MC5 said:According to 'Time', Lenin began the Bolshevik tradition of waging war on intellectual dissidents — of exiling, imprisoning and executing thinkers and artists who dared oppose the regime. He was a peculiarly modest figure who wore a shabby waistcoat, worked 16-hour days and read extensively. (By contrast, Stalin did not know that the Netherlands and Holland were the same country, and no one in the Kremlin inner circle was brave enough to set him straight.)
Andrei Sinyavsky, one of the key dissidents of the 1960s stated that Lenin '...was a rather kind person whose cruelty was stipulated by science and incontrovertible historical laws. As were his love of power and his political intolerance.'
This stipulation included him to urge comrades to:
'... Hang (hang without fail, so that people will see) no fewer than one hundred known kulaks, rich men, bloodsuckers ... Do it in such a way that ... for hundreds of versts around, the people will see, tremble, know, shout: 'They are strangling and will strangle to death the bloodsucker kulaks' ... Yours, Lenin."
Revolution, by any historical laws is a nasty business. It is the result of a 'bourgeois virtue' whereby they unleash extreme violence on their own people who then react in kind.
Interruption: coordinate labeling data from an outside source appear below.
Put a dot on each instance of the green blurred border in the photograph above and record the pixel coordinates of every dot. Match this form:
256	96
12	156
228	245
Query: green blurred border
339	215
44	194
He was right about politics.
But Lenin went further than terrorising the ruling classes. Much, much further. The party, being the sole instrument of historical inevitability, was entitled to do whatever it chose to anybody who got in the way. Including thousands of workers and millions of impoverished peasants who just didn't understand historical inevitability. In the end the party was entitled to do what it wanted even to its own leaders. Lenin, on his deathbed, could see this coming and was horrified at what he'd set in motion.